Quantifiable simulation of quantum computation beyond stochastic ensemble computation

TL;DR

This paper introduces an information-theoretic inequality to demonstrate that classical stochastic ensemble machines cannot fully simulate quantum computation, highlighting a fundamental difference between classical and quantum computational models.

Contribution

The study proposes a novel readout inequality and uses it to prove that classical probabilistic models cannot replicate the full power of quantum computation.

Findings

Classical stochastic ensemble machines cannot simulate general quantum circuits.

The readout inequality is violated by quantum models, indicating fundamental differences.
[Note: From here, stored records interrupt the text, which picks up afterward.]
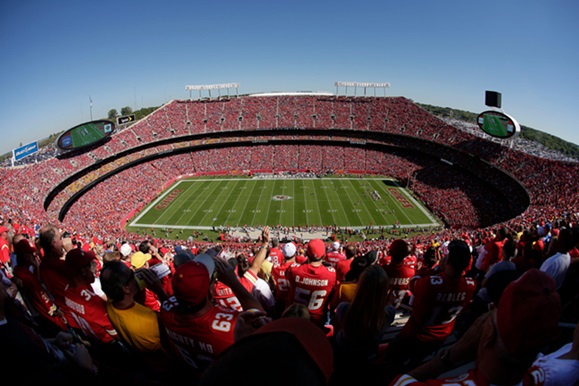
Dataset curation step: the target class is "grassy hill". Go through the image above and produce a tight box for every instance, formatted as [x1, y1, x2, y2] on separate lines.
[0, 102, 579, 161]
[415, 102, 579, 160]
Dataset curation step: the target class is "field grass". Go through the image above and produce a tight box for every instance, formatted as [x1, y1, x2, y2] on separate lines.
[127, 177, 440, 232]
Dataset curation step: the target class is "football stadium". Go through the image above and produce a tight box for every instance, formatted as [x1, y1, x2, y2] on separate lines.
[0, 85, 579, 384]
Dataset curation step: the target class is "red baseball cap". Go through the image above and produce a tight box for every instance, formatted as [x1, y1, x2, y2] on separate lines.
[306, 239, 326, 260]
[171, 254, 215, 306]
[14, 239, 36, 255]
[388, 239, 409, 260]
[65, 248, 96, 272]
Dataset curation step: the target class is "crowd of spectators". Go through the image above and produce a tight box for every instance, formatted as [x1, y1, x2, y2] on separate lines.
[0, 96, 579, 382]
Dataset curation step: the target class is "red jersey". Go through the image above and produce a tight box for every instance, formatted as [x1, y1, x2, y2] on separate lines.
[271, 261, 300, 304]
[400, 272, 476, 342]
[212, 281, 243, 312]
[286, 264, 336, 326]
[267, 248, 285, 266]
[0, 237, 10, 264]
[212, 270, 257, 312]
[64, 284, 118, 343]
[38, 256, 80, 328]
[324, 251, 346, 268]
[382, 261, 416, 308]
[404, 255, 418, 269]
[334, 259, 354, 282]
[14, 265, 67, 331]
[160, 296, 239, 371]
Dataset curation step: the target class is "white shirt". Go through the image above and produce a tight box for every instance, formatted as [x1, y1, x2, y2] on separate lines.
[541, 252, 571, 289]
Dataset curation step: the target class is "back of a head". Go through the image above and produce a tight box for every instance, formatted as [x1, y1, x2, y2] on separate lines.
[344, 244, 358, 259]
[497, 268, 561, 356]
[388, 239, 409, 263]
[306, 239, 326, 261]
[38, 224, 58, 253]
[557, 227, 578, 253]
[447, 239, 471, 273]
[503, 238, 517, 259]
[356, 264, 390, 300]
[199, 318, 333, 386]
[100, 260, 132, 301]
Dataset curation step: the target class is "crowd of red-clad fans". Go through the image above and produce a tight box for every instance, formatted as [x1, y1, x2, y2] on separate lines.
[0, 96, 579, 386]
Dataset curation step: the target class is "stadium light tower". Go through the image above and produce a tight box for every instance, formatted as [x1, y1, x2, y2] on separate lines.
[185, 83, 239, 99]
[334, 82, 390, 96]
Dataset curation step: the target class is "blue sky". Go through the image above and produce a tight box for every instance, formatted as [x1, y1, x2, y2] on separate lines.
[0, 0, 579, 154]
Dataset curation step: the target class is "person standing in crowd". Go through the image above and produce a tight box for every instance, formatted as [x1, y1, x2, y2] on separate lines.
[212, 227, 275, 313]
[271, 241, 299, 319]
[14, 238, 68, 336]
[286, 239, 336, 328]
[262, 237, 284, 266]
[382, 239, 416, 309]
[335, 244, 358, 283]
[38, 224, 80, 330]
[160, 253, 265, 378]
[385, 239, 477, 381]
[0, 225, 12, 278]
[332, 264, 395, 386]
[330, 251, 378, 317]
[64, 248, 119, 346]
[390, 268, 564, 386]
[324, 241, 346, 269]
[540, 228, 576, 289]
[101, 261, 175, 382]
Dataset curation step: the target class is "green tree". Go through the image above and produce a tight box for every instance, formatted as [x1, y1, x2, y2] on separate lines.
[121, 106, 133, 115]
[109, 109, 119, 119]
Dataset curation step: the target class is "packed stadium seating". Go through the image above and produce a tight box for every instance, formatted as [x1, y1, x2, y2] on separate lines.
[0, 95, 579, 249]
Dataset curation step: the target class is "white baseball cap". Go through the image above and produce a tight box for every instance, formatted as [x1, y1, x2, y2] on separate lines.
[121, 243, 133, 257]
[281, 243, 296, 258]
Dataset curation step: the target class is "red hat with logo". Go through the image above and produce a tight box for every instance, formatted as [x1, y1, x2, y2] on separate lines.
[14, 239, 36, 255]
[306, 239, 326, 260]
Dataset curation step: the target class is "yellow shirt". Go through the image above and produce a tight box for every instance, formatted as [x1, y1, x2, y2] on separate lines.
[107, 302, 162, 352]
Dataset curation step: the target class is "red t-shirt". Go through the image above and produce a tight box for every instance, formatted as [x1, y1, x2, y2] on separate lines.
[267, 248, 285, 266]
[400, 272, 476, 342]
[160, 296, 239, 371]
[0, 237, 10, 264]
[213, 281, 243, 312]
[271, 261, 299, 304]
[382, 262, 416, 308]
[38, 256, 80, 329]
[64, 284, 119, 343]
[14, 265, 67, 331]
[286, 264, 336, 326]
[324, 251, 346, 268]
[335, 258, 354, 282]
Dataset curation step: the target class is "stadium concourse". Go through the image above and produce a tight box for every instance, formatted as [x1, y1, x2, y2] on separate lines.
[0, 94, 579, 384]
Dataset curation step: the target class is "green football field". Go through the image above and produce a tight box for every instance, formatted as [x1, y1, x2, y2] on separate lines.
[127, 178, 439, 230]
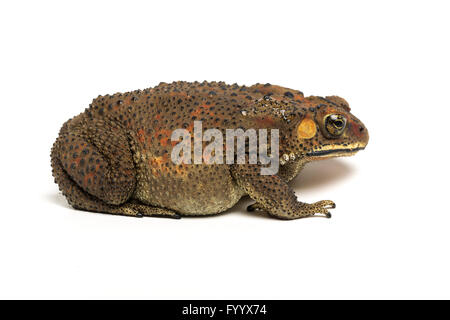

Quantum computation surpasses classical probabilistic models in computational capabilities.

Abstract

In this study, a distinctive feature of quantum computation (QC) is characterized. To this end, a seemingly-powerful classical computing model, called "stochastic ensemble machine (SEnM)," is considered. The SEnM runs with an ensemble consisting of finite copies of a single probabilistic machine, hence is as powerful as a probabilistic Turing machine (PTM). Then the hypothesis--that is, the SEnM can effectively simulate a general circuit model of QC--is tested by introducing an information-theoretic inequality, named readout inequality. The inequality is satisfied by the SEnM and imposes a critical condition: if the hypothesis holds, the inequality should be satisfied by the probing model of QC. However, it is shown that the above hypothesis is not generally accepted with the inequality violation, namely, such a simulation necessarily fails, implying that PTM $\subseteq$ QC.